Now that doesn’t necessarily mean anything—if I’m doing a request in some function being called as part of someone’s stream processing, I don’t necessarily need to be integrated with them—usually I just need to write a wrapper that waits for requests, makes them, then yields them.

And for the most part if I’m producing a streaming view, for instance, it’s the same thing—I just need to yield each result as I get it; I don’t need to be somehow intrinsically tied to the framework.

But still, the http-client package has streaming wrappers for all three of the mentioned libraries—which suggests that it’s easily compatible—it’s got baked-in support for connection pooling, and good support for incremental input (which is a lot of what we need at this low level).

So that is the basis upon which I’m going to build what I”m currently thinking I will call couchdb-simple.

Initiating a new project

I’ve been working on a personal project in my spare time for…an awfully long time now. Although a huge part of what it does is necessarily server-based, I want the UI of the project to be offline-mobile-first—that is, in addition to mobile first, it must be able to run offline seamlessly, etc.

I don’t have the time or the energy or expertise to seriously consider building my own infrastructure for doing such things, so I’ve elected to go with CouchDB+PouchDB as my data storage solution. I will admit to a tiny bit of concern about PouchDB—not so much whether it’s good, but whether it’s capable of handling the data storage needs I envision. Still, even if it’s not, it provides a starting point, and there are other options (TouchDB, or Couchbase-Lite or whatever it’s called right now) that I can consider.

On the server side—in the stuff I am definitely doing in Haskell, as opposed to the client-side where I would like to be able to use Haskell, but might compromise if necessary—I want, first and foremost, a well-maintained database library.

Unfortunately, of the five libraries to interface with CouchDB, four haven’t been updated in at least two years, and even the one that has is a major version behind on one of its primary dependencies. So none of these, IMHO, represent a well-maintained option.

I have, to this point, been using couchdb-conduit (with a bunch of patches I’ve maintained to keep it compatible with current libs), but I’ve recently run across an issue whose workaround is annoying enough—trying to handle exceptions when calling a routine from within a segment of a conduit—that I think I’m just going to write my own.

So, my first potentially-public Haskell library. It’s actually a little intimidating.

My first step, I think, is to identify what I want

  • easy access to the CouchDB API

    It’s actually pretty important to me that this mirror the official API—it allows me to refer to it as documentation, it gives me (and others) a good guide to relatively completeness, it makes tracking any changes easier, etc.

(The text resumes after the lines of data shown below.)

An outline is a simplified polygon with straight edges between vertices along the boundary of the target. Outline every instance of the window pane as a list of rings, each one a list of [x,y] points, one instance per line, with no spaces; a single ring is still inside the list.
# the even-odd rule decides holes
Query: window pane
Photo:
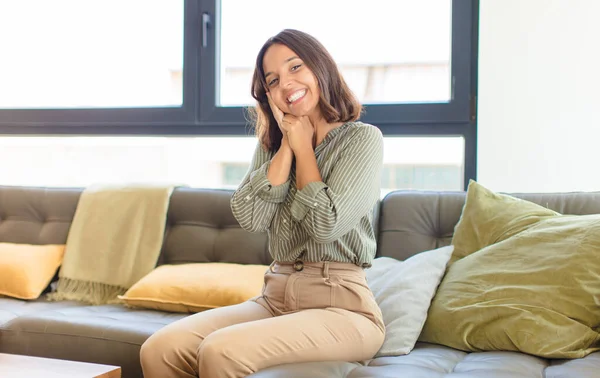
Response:
[[[96,182],[168,181],[235,189],[253,137],[2,137],[2,185],[83,187]],[[382,192],[462,190],[462,137],[385,137]]]
[[[448,102],[451,9],[451,0],[221,0],[219,105],[254,104],[256,54],[285,28],[319,39],[363,104]]]
[[[5,0],[0,36],[0,108],[182,103],[183,0]]]

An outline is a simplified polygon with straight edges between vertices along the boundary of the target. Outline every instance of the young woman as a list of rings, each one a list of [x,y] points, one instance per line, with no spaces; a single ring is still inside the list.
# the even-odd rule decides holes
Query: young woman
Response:
[[[146,378],[244,377],[269,366],[370,359],[385,326],[365,279],[383,140],[327,50],[284,30],[258,53],[259,139],[231,199],[240,225],[266,231],[274,259],[260,296],[172,323],[142,346]]]

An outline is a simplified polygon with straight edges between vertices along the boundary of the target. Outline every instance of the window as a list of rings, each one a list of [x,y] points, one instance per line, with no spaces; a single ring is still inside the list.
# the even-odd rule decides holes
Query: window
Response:
[[[299,7],[278,0],[2,1],[0,139],[14,146],[31,138],[38,150],[54,151],[60,144],[73,159],[87,154],[92,161],[100,150],[118,151],[120,159],[104,160],[115,167],[150,156],[147,151],[158,148],[156,143],[177,147],[160,147],[163,152],[149,161],[174,167],[165,161],[198,156],[190,146],[200,140],[252,140],[245,107],[252,103],[249,75],[256,53],[269,36],[291,27],[315,35],[328,48],[365,104],[362,120],[382,130],[386,145],[394,138],[419,140],[424,154],[435,155],[436,141],[458,143],[453,147],[458,162],[390,160],[389,186],[455,187],[459,177],[457,189],[464,188],[476,172],[478,3],[306,0]],[[258,22],[266,9],[285,17]],[[219,151],[220,161],[203,160],[203,172],[214,180],[191,181],[234,185],[239,164],[247,164],[253,150],[245,161],[224,156],[233,151]],[[67,155],[59,156],[64,159],[38,161],[75,169]],[[178,172],[174,177],[183,177],[183,167],[171,169]],[[110,177],[110,168],[100,171],[99,180]],[[131,172],[122,177],[137,177]],[[187,173],[196,175],[191,169]],[[82,177],[92,180],[87,174]]]

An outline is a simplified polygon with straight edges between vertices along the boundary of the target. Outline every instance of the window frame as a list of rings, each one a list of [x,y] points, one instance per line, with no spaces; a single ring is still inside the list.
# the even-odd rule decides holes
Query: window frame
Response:
[[[0,109],[0,136],[251,134],[243,107],[216,106],[220,0],[183,1],[181,107]],[[462,136],[464,188],[470,179],[476,179],[479,1],[452,1],[452,81],[448,103],[369,104],[361,117],[386,136]],[[203,14],[210,16],[206,34]],[[205,47],[204,39],[208,42]]]

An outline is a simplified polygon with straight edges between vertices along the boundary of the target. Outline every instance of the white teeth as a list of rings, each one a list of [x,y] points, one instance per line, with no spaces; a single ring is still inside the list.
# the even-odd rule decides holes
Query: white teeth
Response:
[[[299,99],[300,97],[304,96],[305,94],[306,94],[306,90],[294,92],[290,97],[288,97],[288,102],[292,103],[292,102],[296,101],[297,99]]]

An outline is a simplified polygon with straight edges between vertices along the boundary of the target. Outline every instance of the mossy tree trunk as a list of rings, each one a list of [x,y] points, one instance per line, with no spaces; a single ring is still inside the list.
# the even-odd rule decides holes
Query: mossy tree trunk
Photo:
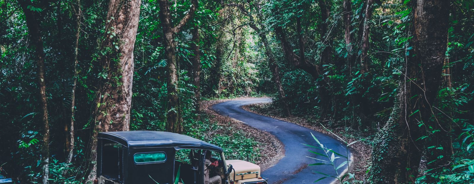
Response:
[[[141,0],[110,0],[106,34],[99,56],[99,81],[90,143],[88,181],[96,179],[97,134],[129,130],[133,80],[133,50],[138,26]]]
[[[179,97],[179,81],[178,75],[178,65],[176,58],[177,43],[174,38],[176,35],[181,31],[182,27],[194,16],[197,9],[197,0],[192,0],[192,5],[184,17],[174,26],[173,24],[170,10],[170,2],[168,0],[160,0],[160,20],[163,27],[164,45],[164,53],[167,63],[168,80],[166,88],[168,92],[167,110],[166,114],[166,131],[181,133],[182,129],[182,110],[181,109]]]
[[[444,0],[414,3],[414,53],[406,60],[392,117],[376,137],[379,138],[374,142],[370,173],[374,183],[414,183],[425,146],[443,147],[428,150],[428,161],[434,160],[428,168],[448,165],[450,161],[450,126],[433,120],[432,108],[441,79],[450,5]],[[432,134],[429,127],[439,133]],[[439,140],[425,142],[422,136]]]
[[[43,184],[49,182],[49,122],[48,118],[47,98],[46,96],[46,83],[45,81],[45,52],[43,39],[39,30],[37,15],[29,7],[34,5],[28,0],[19,0],[18,2],[25,14],[27,26],[30,42],[35,46],[36,60],[36,76],[38,88],[39,89],[39,106],[41,109],[41,123],[43,124],[43,145],[41,146],[41,163],[42,165]]]

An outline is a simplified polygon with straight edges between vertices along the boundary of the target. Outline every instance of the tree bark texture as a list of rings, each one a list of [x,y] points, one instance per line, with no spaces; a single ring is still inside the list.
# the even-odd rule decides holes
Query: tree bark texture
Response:
[[[41,146],[41,164],[43,171],[42,181],[43,184],[49,183],[49,123],[48,118],[47,99],[46,96],[46,83],[45,82],[45,53],[43,39],[39,30],[39,25],[35,12],[28,6],[33,6],[29,0],[19,0],[18,2],[26,20],[28,34],[32,44],[35,47],[36,57],[36,76],[38,88],[39,89],[39,102],[41,109],[41,123],[43,123],[43,145]]]
[[[324,48],[321,53],[320,60],[319,65],[322,67],[322,70],[324,70],[322,66],[333,64],[332,62],[332,39],[330,37],[330,33],[329,27],[328,18],[331,15],[331,7],[332,3],[330,0],[319,0],[318,4],[321,9],[321,23],[319,26],[319,33],[320,34],[321,42],[324,45]],[[300,24],[298,25],[298,30],[301,30],[301,25]],[[300,46],[303,44],[302,42],[302,34],[300,34]],[[324,71],[322,71],[321,73],[325,73]],[[322,120],[326,120],[327,119],[328,115],[329,113],[329,109],[330,108],[332,96],[330,95],[330,85],[329,85],[329,78],[325,75],[323,75],[322,79],[319,82],[319,98],[320,117]]]
[[[446,60],[447,30],[450,26],[450,6],[448,0],[418,0],[414,9],[414,38],[416,44],[413,47],[417,63],[421,63],[421,66],[419,69],[420,74],[415,78],[420,87],[416,88],[417,94],[422,97],[414,100],[419,102],[415,104],[418,106],[415,108],[419,110],[420,113],[413,118],[422,121],[427,129],[432,127],[435,130],[439,131],[433,133],[428,129],[429,132],[425,132],[429,137],[426,146],[443,148],[427,150],[428,169],[433,169],[428,174],[436,173],[441,169],[441,167],[449,166],[453,154],[451,123],[438,121],[432,108],[440,87],[443,65]],[[422,96],[423,95],[424,96]],[[434,118],[432,117],[433,115]],[[436,183],[433,178],[428,178],[429,183]]]
[[[195,111],[197,114],[197,119],[200,119],[201,96],[201,51],[199,50],[199,27],[198,25],[195,26],[192,30],[192,40],[194,41],[191,45],[194,51],[194,56],[192,59],[192,78],[194,88],[194,96],[196,98]]]
[[[81,33],[81,0],[77,0],[77,9],[73,7],[74,13],[76,15],[76,35],[75,42],[74,45],[74,56],[73,63],[73,87],[71,94],[71,122],[69,124],[67,125],[69,131],[69,135],[66,140],[66,151],[67,152],[67,157],[66,158],[67,163],[71,163],[73,161],[73,155],[74,154],[74,124],[75,114],[74,106],[75,105],[75,92],[76,86],[77,83],[77,76],[79,72],[77,71],[77,64],[78,61],[77,56],[78,54],[78,49],[79,47],[79,36]]]
[[[361,35],[361,49],[362,54],[360,59],[360,71],[364,74],[369,71],[369,60],[368,55],[369,51],[369,34],[370,27],[369,22],[370,21],[374,12],[374,0],[367,0],[365,3],[365,10],[364,14],[363,26],[362,26],[362,34]]]
[[[265,54],[266,55],[267,57],[268,57],[268,65],[270,67],[270,70],[272,71],[272,74],[273,76],[273,80],[275,81],[276,88],[278,91],[280,100],[282,105],[283,106],[283,114],[285,116],[291,115],[291,111],[290,110],[288,100],[286,99],[286,96],[285,95],[285,91],[283,88],[283,86],[282,85],[281,79],[280,77],[280,70],[278,69],[278,65],[276,64],[276,62],[275,61],[274,56],[273,55],[273,54],[272,53],[271,47],[270,47],[270,44],[268,42],[268,39],[266,36],[266,33],[265,33],[264,31],[262,31],[260,28],[258,28],[258,27],[257,26],[257,24],[258,23],[261,27],[263,27],[264,26],[262,23],[261,22],[257,22],[254,20],[252,15],[250,14],[250,13],[247,11],[247,10],[245,9],[245,7],[243,6],[237,4],[228,4],[225,5],[225,6],[236,7],[240,9],[241,12],[244,15],[248,17],[250,19],[250,22],[249,24],[250,27],[255,30],[255,31],[258,33],[258,35],[262,39],[262,42],[263,42],[264,46],[265,48]],[[261,7],[259,4],[257,4],[256,6],[256,8],[257,9],[257,11],[258,12],[257,15],[259,18],[261,19],[264,17],[262,14],[262,12],[261,11]],[[301,53],[301,52],[300,52],[300,53]],[[304,50],[302,51],[302,54],[304,55]]]
[[[346,63],[350,68],[352,68],[355,63],[354,54],[352,52],[352,40],[354,38],[354,34],[352,32],[353,29],[352,24],[353,13],[352,4],[352,0],[344,0],[342,5],[345,26],[345,40],[346,40],[346,48],[347,52],[347,62]]]
[[[418,0],[415,3],[414,53],[409,56],[402,74],[397,112],[378,133],[381,138],[375,141],[371,171],[374,183],[414,183],[424,146],[444,148],[427,150],[427,161],[435,161],[428,164],[428,168],[448,165],[452,153],[450,125],[433,120],[431,108],[441,79],[450,2]],[[430,126],[440,131],[431,134],[428,132]],[[426,142],[419,139],[424,135],[428,136]],[[438,158],[440,155],[443,158]]]
[[[164,53],[167,63],[166,68],[168,72],[167,82],[168,92],[167,112],[166,115],[166,131],[175,133],[181,133],[182,129],[182,117],[181,101],[179,98],[178,85],[179,77],[176,68],[177,43],[174,38],[176,35],[181,31],[182,26],[194,15],[198,6],[197,0],[192,0],[192,5],[184,17],[174,26],[173,25],[170,2],[168,0],[160,0],[160,20],[163,28],[164,40]]]
[[[277,38],[282,45],[283,53],[286,61],[297,68],[302,70],[311,75],[313,79],[318,79],[320,73],[319,66],[311,63],[307,60],[300,60],[300,57],[293,52],[290,43],[286,40],[286,35],[282,27],[276,26],[274,28],[274,30]]]
[[[288,106],[286,96],[285,95],[285,90],[283,89],[283,85],[282,85],[282,80],[280,77],[280,69],[278,69],[278,65],[276,64],[276,62],[275,61],[274,56],[272,53],[271,48],[268,43],[268,39],[264,33],[262,33],[260,35],[260,38],[262,38],[262,42],[264,43],[264,46],[265,47],[265,54],[268,57],[268,65],[270,66],[270,70],[272,71],[272,74],[273,74],[273,79],[276,85],[276,89],[278,91],[279,97],[280,97],[280,100],[283,108],[283,113],[285,116],[291,115],[291,112]]]
[[[141,0],[110,0],[105,39],[100,56],[102,70],[98,82],[95,110],[93,112],[90,140],[90,172],[88,180],[96,178],[97,134],[101,131],[127,131],[130,127],[133,80],[133,49],[139,19]],[[104,79],[105,78],[105,79]]]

It gives me a built in structure.

  • good type guarantees for correctness

    Especially when some of these calls end up feeling like log strings of parameters, I want to make sure the compiler will tell me when I leave one out.

  • to process streaming outputs in a streaming fashion

    Most access to individual records and what-not doesn’t require actual streaming—really, just incremental processing of what is ultimately going to be one result.

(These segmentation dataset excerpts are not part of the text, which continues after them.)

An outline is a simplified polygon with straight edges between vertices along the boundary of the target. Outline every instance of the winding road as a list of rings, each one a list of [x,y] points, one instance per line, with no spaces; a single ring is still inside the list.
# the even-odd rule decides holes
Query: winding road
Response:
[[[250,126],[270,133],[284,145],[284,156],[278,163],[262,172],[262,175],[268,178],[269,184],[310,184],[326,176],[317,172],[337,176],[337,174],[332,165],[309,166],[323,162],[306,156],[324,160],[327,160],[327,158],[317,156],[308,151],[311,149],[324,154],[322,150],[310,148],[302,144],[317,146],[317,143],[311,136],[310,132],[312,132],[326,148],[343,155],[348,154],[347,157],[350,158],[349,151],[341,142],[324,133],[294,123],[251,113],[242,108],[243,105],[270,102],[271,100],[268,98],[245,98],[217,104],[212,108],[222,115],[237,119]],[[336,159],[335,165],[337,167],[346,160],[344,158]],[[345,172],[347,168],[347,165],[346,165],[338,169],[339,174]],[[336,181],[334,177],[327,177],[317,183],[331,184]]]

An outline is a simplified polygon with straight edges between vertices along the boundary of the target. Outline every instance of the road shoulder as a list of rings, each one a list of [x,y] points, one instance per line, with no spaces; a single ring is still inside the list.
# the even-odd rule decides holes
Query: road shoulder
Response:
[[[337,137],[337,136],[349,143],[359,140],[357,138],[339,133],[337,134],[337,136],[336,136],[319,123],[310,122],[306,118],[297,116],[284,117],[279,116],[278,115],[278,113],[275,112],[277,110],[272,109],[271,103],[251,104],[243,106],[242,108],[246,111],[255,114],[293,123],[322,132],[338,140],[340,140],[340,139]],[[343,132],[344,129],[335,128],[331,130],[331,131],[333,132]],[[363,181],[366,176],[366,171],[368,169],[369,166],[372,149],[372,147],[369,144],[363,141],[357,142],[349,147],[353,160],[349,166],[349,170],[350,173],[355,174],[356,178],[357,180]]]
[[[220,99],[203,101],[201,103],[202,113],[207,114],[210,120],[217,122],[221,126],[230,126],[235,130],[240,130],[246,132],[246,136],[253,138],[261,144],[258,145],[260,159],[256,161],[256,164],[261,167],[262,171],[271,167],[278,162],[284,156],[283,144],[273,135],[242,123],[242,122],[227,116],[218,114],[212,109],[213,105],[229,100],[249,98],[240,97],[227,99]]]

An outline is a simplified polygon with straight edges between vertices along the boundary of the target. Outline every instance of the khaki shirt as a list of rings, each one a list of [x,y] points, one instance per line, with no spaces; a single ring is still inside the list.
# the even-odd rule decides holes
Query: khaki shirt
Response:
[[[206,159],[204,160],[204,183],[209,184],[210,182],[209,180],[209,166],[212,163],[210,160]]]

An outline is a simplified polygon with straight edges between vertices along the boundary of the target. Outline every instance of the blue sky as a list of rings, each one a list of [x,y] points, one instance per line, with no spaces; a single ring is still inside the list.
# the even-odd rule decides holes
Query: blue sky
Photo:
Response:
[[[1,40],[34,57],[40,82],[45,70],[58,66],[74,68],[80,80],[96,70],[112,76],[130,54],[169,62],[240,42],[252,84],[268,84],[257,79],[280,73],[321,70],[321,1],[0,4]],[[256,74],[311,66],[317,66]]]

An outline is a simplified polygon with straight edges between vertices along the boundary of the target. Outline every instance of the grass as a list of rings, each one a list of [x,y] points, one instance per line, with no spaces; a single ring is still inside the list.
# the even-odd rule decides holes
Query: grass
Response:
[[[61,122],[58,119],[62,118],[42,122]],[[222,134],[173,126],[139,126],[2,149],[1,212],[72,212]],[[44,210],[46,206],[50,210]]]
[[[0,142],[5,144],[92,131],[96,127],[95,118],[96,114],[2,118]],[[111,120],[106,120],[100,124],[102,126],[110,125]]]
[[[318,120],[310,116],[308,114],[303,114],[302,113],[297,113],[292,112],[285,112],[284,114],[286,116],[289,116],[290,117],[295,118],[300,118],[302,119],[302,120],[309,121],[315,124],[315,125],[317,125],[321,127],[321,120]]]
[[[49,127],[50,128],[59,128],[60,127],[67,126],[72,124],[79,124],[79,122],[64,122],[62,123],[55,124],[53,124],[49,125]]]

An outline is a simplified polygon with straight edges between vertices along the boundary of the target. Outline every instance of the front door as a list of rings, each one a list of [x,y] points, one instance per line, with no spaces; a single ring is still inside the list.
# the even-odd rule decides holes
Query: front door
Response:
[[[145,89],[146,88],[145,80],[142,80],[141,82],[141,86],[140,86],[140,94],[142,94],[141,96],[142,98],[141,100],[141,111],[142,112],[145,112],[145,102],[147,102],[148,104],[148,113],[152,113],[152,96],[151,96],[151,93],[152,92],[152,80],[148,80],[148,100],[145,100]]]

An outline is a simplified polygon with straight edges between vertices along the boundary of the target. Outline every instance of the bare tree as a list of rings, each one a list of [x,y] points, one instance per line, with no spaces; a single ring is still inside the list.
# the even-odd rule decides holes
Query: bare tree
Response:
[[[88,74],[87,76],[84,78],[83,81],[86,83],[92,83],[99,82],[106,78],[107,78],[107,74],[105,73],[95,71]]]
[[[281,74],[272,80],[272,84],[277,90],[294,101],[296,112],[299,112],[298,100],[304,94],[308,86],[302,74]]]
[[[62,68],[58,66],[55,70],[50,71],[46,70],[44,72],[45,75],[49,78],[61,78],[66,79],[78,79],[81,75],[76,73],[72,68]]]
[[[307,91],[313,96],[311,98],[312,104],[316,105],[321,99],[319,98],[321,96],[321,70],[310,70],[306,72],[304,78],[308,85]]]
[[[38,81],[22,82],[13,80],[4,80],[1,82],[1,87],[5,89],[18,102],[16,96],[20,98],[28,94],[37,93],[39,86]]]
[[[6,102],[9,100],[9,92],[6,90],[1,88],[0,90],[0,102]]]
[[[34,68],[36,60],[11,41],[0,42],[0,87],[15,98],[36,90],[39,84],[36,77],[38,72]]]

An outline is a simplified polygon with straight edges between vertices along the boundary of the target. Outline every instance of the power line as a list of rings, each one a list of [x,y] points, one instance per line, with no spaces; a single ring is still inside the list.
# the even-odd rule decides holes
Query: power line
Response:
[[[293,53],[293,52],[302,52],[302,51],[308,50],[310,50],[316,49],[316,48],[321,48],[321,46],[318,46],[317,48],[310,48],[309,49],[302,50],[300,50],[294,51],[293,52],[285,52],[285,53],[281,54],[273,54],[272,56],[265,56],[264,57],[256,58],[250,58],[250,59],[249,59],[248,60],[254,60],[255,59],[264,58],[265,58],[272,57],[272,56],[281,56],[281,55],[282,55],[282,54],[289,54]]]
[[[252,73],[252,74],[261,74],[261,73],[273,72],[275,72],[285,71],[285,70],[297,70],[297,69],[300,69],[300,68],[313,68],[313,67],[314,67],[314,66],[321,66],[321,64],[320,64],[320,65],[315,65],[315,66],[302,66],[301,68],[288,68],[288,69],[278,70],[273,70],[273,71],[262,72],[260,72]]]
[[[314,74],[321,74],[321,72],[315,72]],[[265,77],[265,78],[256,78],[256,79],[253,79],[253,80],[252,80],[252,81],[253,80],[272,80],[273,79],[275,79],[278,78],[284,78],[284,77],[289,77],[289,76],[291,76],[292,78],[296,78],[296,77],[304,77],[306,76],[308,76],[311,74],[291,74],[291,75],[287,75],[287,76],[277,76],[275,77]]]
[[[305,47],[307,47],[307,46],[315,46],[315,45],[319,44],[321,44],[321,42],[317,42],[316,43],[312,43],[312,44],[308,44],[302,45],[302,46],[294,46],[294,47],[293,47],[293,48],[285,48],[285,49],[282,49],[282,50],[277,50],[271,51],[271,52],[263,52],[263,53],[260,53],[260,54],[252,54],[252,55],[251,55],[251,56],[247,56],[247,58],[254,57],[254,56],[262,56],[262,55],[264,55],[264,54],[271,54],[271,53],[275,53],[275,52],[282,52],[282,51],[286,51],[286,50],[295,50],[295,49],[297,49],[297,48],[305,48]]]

    But when you want to handle a bunch of records coming out of a view, or you want to hook into the _changes feed? Streaming must be available.

  • choice in streaming library

    At this point, I am more acquainted with Conduit, no question, but I would like to make sure not to exclude users of the Pipes library from being able to provide their own streaming option on top of this.

  • implicit parameters (host, port, database) most of the time

    Most of the time, I just want to stuff all the connection stuff into a Reader instance and never have to mention it again…

  • explicit parameters when I need it

    …except sometimes, when I really need to do something odd in the middle of a bunch of other stuff..

  • well maintaned

    Even if I have to do it myself.

So, that’s what I want to achieve. I think it is all achievable, but I’m going to start small and try and build up to it. The great thing is that I already have a body of code that’s currently using couchdb-conduit that I can use as a development testbed.